Nasza polska rzeczywistość jest nieco inna. Staramy się uelastycznić czas pracy. To dość częste zjawisko wśród ojców, którzy chcą się opiekować swoimi noworodkami czy niemowlętami: wcześniej wychodzą z pracy, biorą dni wolne na pracę w domu. Część ojców ma nagle więcej niż wcześniej spotkań na mieście i lanczów z klientami. Jest tajemnicą poliszynela, że tym czasie kupują pieluchy w dyskoncie i szykują kaszkę na mleku. Ukrywając życie rodzinne przed zawodowym, unikają krzywego spojrzenia nastawionych na maksymalizację wyników szefów, którym przecież wolno więcej.
Z chwilą powiększenia się rodziny wymagania pracodawcy się nie zmieniają. Nie zwiększa się również tolerancja na późniejsze przyjazdy do pracy i wcześniejsze wyjścia, a nieprzespane noce nie są rozgrzeszeniem gorszych wystąpień na konferencjach. Dlatego mężczyźni zakładają, że domaganie się większej elastyczności godzin spędzanych w biurze może pozbawić ich premii, awansu, może nawet posady. Często stosowane przez kobiety rozwiązanie, jakim jest skrócenie czasu pracy lub przejście na część etatu, w ogóle nie wchodzi w grę w wypadku ojców.

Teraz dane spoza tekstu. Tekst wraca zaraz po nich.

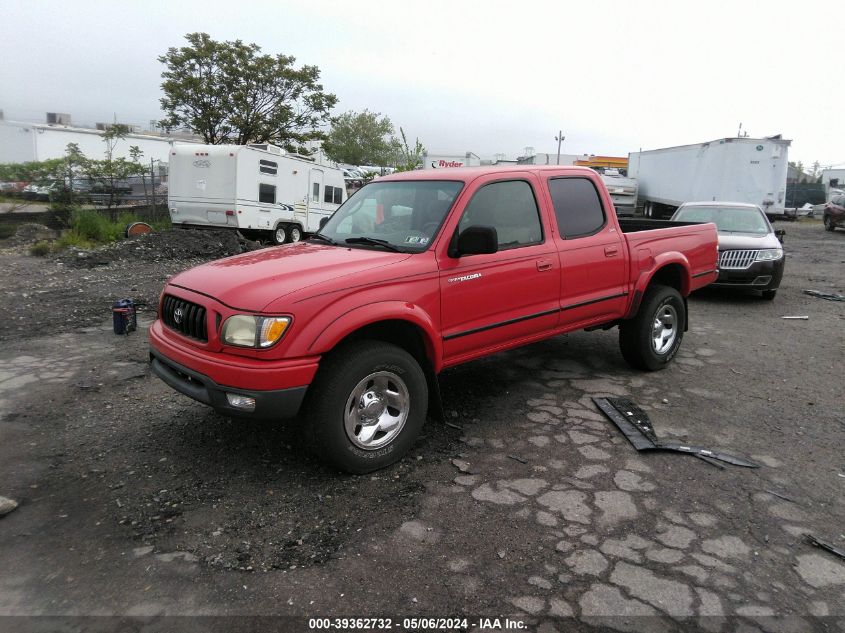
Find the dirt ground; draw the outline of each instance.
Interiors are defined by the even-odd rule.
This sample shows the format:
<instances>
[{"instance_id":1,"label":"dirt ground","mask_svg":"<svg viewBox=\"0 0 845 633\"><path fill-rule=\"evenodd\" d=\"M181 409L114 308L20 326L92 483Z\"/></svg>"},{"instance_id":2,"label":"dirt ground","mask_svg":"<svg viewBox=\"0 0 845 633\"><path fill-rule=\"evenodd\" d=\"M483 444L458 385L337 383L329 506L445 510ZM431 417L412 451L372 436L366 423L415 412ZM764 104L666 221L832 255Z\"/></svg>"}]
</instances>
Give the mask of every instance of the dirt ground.
<instances>
[{"instance_id":1,"label":"dirt ground","mask_svg":"<svg viewBox=\"0 0 845 633\"><path fill-rule=\"evenodd\" d=\"M777 298L691 297L669 369L630 370L611 330L449 370L447 423L360 477L311 459L293 425L222 418L149 374L165 279L253 245L183 232L41 259L0 243L0 495L20 504L0 518L0 616L845 630L845 560L803 536L845 548L845 303L802 293L845 291L845 231L783 226ZM111 331L124 297L142 310L128 337ZM762 467L638 454L602 395Z\"/></svg>"}]
</instances>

Nie możemy sobie pozwolić na to, żeby zarabiać mniej, gdy rosną potrzeby rodziny. To oczywiste.
Zresztą realia, doskonale znane każdemu z nas, są takie, że własne cztery ściany finansuje kredyt. Na jego spłatę zarabiamy przez większą część miesiąca. To paraliżujące zobowiązanie sprawia, że nie mamy zbyt wielkiego wyboru. Musimy zasuwać. Nie ma dziś firm, w których pracuje się od początku kariery do emerytury. Rynek pracy jest kapryśny jak ciężarna kobieta, a dzieci to dla wielu pracodawców obciążenie, chociaż powinni patrzeć na nie jak na źródło dodatkowej motywacji. Każdy odpowiedzialny rodzic, zwłaszcza ojciec, przedkłada więc zapewnienie bezpieczeństwa finansowego rodzinie nad obecność w domu.

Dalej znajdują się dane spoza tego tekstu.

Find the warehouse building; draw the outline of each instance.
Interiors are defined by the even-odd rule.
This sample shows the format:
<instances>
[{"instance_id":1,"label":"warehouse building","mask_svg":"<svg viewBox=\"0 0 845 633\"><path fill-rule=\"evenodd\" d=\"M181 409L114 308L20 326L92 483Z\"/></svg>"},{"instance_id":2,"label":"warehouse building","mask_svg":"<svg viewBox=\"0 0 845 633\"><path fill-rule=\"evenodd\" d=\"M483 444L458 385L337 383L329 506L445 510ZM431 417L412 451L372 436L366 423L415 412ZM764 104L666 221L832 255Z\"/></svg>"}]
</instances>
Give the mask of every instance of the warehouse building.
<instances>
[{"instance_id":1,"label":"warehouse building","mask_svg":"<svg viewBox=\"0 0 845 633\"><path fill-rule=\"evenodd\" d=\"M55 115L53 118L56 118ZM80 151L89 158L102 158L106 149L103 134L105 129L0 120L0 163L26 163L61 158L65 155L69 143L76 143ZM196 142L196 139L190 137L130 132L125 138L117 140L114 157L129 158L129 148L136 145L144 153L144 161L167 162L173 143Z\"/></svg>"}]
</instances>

I.1.A. TRZY ZASADY, KTÓRYCH WARTO PRZESTRZEGAĆ, ŻEBY POGODZIĆ KARIERĘ Z ŻYCIEM RODZINNYM
PRZEANALIZUJ WŁASNE OCZEKIWANIA ZWIĄZANE Z KARIERĄ I RODZINĄ
Być może uznasz, że przed trzydziestką nie warto marzyć o stołku prezesa, albo dojdziesz do wniosku, że satysfakcjonuje cię stanowisko menedżera, a po gruntownym namyśle okaże się, że już najwyższy czas zacząć budować rodzinną fortunę, którą kiedyś odziedziczy twoje dziecko. Niezależnie od tego, co wybierzesz, pamiętaj: robisz to, żeby być lepszym ojcem.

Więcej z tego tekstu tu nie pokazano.